Deleuze commente ainsi ce passage de Bergson : « L’écoulement de l’eau, le vol de l’oiseau, le murmure de la vie forment trois flux ; mais ils ne sont tels que parce que ma durée est l’un d’entre eux, et aussi l’élément qui contient les deux autres. Pourquoi ne pas se contenter de deux flux, ma durée et le vol de l’oiseau par exemple ? C’est que jamais deux flux ne pourraient être dits coexistants ou simultanés s’ils n’étaient contenus dans un même troisième. Le vol de l’oiseau et ma propre durée ne sont simultanés que dans la mesure où ma propre durée se dédouble et se réfléchit en une autre qui la contient en même temps quelle contient le vol de l’oiseau : il y a donc une triplicité fondamentale des flux. »18. Et de revenir au texte de Bergson dans Durée et Simultanéité : « Telle est notre première idée de la simultanéité.

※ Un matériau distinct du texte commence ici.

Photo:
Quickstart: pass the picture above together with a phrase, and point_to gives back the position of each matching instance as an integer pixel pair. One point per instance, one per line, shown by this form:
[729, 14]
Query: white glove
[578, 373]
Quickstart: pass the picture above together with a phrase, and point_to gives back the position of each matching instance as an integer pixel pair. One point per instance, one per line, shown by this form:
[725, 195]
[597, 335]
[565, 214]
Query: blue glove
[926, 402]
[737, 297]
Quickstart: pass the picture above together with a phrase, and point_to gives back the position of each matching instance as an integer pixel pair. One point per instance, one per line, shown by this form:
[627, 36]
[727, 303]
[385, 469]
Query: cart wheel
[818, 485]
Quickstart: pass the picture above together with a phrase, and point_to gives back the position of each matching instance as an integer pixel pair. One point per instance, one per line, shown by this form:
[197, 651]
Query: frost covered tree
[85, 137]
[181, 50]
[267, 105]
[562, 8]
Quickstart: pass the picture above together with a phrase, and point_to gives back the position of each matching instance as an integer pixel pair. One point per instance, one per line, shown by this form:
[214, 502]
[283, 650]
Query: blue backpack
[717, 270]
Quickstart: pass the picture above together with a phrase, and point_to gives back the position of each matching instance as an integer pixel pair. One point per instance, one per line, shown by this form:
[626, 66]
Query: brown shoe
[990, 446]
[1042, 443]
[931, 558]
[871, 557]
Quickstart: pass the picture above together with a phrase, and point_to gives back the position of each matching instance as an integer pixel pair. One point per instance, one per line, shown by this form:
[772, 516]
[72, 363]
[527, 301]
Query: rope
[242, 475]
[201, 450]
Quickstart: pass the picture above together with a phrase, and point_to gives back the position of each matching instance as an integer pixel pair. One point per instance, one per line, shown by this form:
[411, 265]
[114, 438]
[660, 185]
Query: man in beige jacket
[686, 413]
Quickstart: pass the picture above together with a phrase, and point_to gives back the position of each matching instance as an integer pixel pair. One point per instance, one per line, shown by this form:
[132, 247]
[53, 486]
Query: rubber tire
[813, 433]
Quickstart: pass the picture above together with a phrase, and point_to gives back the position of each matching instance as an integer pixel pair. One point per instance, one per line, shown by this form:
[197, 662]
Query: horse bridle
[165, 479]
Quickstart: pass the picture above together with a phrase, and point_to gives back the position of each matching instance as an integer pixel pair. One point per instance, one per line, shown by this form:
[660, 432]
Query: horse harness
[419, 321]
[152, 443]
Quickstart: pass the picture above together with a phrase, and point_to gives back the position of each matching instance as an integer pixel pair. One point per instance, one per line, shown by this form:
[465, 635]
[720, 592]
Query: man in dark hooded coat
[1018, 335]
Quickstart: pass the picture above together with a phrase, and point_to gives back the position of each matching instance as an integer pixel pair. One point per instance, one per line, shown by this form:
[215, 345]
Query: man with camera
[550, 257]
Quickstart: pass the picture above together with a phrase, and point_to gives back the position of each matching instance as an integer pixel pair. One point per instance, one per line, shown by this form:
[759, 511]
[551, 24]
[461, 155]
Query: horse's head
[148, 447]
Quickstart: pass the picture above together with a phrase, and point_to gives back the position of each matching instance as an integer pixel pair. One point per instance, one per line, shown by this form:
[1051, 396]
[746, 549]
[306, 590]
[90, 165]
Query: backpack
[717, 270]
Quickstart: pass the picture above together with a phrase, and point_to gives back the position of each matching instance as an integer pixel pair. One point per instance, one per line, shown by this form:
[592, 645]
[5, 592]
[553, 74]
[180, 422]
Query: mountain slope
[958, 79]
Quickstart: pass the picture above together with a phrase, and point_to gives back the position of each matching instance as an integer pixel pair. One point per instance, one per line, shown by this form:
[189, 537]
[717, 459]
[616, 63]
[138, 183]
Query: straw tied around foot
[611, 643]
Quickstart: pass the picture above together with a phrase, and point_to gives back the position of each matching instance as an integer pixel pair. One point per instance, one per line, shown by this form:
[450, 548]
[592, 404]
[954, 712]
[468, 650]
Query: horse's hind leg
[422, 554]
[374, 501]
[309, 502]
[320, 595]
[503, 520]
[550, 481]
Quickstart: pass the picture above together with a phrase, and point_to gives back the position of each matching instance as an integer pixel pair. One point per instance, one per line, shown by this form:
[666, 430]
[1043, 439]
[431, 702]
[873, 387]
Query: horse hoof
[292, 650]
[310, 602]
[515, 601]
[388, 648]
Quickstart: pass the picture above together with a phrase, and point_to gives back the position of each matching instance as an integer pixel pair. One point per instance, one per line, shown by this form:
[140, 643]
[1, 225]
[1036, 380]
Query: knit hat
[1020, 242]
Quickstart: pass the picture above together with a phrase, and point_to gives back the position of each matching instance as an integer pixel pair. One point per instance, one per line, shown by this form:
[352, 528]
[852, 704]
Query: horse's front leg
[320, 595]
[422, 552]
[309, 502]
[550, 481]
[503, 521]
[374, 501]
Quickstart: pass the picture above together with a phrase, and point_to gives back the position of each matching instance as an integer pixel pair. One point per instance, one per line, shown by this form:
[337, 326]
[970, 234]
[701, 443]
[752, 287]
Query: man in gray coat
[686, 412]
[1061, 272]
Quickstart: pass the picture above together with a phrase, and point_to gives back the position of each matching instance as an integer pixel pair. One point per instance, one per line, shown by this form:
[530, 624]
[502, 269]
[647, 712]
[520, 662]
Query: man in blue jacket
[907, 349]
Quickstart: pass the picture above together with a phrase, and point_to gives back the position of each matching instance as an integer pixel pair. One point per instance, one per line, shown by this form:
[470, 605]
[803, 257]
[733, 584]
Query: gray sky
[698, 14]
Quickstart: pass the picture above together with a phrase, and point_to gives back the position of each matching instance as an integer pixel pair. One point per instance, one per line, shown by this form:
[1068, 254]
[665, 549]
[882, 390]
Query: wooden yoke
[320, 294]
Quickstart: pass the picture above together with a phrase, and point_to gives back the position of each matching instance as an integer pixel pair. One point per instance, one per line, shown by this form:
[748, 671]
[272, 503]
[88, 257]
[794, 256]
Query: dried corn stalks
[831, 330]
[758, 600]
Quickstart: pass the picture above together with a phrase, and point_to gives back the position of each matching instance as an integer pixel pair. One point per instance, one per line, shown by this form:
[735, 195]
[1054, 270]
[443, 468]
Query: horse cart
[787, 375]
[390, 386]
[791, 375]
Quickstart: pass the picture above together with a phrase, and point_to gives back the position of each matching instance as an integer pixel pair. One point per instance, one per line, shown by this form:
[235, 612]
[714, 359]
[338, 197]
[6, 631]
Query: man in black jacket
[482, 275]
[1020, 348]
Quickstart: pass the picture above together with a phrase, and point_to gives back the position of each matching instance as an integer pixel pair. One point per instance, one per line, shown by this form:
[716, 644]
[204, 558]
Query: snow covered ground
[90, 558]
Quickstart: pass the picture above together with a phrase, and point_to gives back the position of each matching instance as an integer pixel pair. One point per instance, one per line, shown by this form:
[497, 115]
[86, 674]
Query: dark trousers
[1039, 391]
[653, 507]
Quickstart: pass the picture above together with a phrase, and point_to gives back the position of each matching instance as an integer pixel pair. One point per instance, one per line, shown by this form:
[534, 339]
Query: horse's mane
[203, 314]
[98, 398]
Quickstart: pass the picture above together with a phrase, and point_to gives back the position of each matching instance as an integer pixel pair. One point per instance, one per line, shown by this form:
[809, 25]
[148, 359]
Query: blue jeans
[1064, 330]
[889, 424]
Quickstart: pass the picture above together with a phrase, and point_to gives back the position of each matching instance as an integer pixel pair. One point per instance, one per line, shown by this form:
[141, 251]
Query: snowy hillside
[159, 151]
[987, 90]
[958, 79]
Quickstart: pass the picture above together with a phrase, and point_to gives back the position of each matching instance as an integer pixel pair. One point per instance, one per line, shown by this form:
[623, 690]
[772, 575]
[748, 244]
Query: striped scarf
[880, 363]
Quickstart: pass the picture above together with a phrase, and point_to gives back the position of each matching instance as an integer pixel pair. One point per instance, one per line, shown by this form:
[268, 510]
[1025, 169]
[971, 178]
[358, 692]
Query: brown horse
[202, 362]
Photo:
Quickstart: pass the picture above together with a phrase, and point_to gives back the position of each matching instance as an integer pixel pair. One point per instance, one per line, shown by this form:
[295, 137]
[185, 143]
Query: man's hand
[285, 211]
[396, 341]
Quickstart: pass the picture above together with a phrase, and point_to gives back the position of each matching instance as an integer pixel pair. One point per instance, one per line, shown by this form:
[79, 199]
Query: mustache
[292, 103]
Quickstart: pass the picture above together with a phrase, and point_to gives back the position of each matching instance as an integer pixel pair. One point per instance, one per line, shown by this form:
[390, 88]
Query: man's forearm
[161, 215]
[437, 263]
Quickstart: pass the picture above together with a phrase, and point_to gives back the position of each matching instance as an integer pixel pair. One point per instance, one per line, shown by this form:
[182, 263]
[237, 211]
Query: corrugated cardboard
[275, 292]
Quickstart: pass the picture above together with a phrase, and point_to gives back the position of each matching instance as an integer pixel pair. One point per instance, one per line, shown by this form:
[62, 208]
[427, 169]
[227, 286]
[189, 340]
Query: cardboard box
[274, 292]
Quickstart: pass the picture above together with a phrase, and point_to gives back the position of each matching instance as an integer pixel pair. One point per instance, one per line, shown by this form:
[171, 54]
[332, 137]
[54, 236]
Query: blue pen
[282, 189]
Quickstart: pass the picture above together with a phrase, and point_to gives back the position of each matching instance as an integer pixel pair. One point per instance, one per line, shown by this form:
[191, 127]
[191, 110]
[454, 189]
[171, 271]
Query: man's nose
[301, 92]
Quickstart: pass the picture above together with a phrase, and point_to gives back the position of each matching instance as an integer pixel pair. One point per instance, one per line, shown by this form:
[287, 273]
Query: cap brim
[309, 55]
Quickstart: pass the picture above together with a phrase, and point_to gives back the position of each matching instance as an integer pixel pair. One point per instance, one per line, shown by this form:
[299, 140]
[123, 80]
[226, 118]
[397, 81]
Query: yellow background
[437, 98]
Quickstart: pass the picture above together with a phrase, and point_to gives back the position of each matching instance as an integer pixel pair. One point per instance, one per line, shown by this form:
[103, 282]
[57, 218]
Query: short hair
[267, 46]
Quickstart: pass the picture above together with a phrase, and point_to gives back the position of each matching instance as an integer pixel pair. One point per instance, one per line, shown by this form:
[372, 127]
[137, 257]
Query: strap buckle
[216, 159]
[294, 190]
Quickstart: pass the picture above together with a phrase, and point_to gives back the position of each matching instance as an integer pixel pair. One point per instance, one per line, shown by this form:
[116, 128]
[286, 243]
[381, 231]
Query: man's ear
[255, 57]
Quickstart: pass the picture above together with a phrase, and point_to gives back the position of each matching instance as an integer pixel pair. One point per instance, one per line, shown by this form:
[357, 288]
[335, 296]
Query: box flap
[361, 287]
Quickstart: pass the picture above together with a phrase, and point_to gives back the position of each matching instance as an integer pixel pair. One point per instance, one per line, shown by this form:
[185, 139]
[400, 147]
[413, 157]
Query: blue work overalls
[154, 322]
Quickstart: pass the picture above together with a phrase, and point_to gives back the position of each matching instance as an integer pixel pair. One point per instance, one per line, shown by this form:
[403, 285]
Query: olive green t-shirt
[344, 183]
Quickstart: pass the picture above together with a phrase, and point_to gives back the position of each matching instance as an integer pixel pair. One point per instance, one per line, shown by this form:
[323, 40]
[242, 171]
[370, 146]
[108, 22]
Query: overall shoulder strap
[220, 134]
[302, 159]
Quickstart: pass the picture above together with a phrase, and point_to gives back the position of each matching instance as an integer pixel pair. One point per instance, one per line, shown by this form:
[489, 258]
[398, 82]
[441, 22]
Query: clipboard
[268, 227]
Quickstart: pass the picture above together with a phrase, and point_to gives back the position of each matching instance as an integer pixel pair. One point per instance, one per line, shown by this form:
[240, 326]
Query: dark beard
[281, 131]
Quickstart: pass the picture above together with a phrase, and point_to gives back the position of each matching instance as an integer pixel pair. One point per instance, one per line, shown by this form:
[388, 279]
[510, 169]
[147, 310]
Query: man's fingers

Nous appelons alors simultanés deux flux extérieurs qui occupent la même durée parce qu’ils tiennent l’un et l’autre dans la durée d’un même troisième, la nôtre… (C’est cette) simultanéité des flux qui nous ramène à la durée interne, à la durée réelle. »

18 Idem, P.81.

La simultanéité n’est plus seulement la coexistence passive des objets dans l’espace, elle est aussi l’expression de la multiplicité des flux en tant qu’elle est rendue possible par leur appartenance à une même durée. Mais ne nous y trompons pas, cette appartenance à une même durée suppose la différence interne des flux qu’elle comprend, elle suppose comme une condition nécessaire que l’écoulement de l’eau, le vol de l’oiseau et le murmure de la vie en moi soient trois flux distincts déployant trois temporalités différentes.

La citation que Deleuze fait de Bergson, « quand nous sommes assis au bord de l’eau, etc. » fait irrésistiblement penser à un entretien qu’il a accordé aux Cahiers du cinéma en 1986. Dans cet entretien, il est question du fait que Deleuze, dans image mouvement/image temps, défende l’idée que l’image n’est pas au présent. Ce qui se passe dans l’image, ce qu’elle représente, se passe devant nous « au présent », mais pas l’image, l’image, elle, n’est pas au présent. Voici ce que dit Deleuze : « L’image même, c’est un ensemble de rapport de temps dont le présent ne fait que découler soit comme commun multiple, soit comme plus petit diviseur. Les rapports de temps ne sont jamais vu dans la perception ordinaire, mais ils le sont dans l’image, dès qu’elle est créatrice. Elle rend sensibles, visibles, les rapports de temps irréductibles au présent. Par exemple, une image montre un homme en train de marcher le long d’un cours d’eau, dans un paysage de montagne : il y a là au moins trois « durées » coexistantes, trois rythmes, et le rapport de temps, c’est la coexistence des durées dans l’image, qui ne se confond pas du tout avec le présent dans ce que représente l’image. »19. Ici, ce n’est plus comme chez Bergson dans la rêverie du sujet assis au bord de l’eau que se conjuguent les temporalités, mais dans le travail de l’image qui met en œuvre ces temps différents, celui de la nature, du cours d’eau, de la marche de l’homme. Ces trois temps qui sont comme des degrés différents de dilatation ou de contraction de la durée, rapportée non pas à notre durée vécue, mais à l’espace-temps de l’image cinématographique.

19 Gilles Deleuze, « Le Cerveau c’est l’écran », in Deux Régimes de Fous, Éditions de Minuit, 2003, p.270.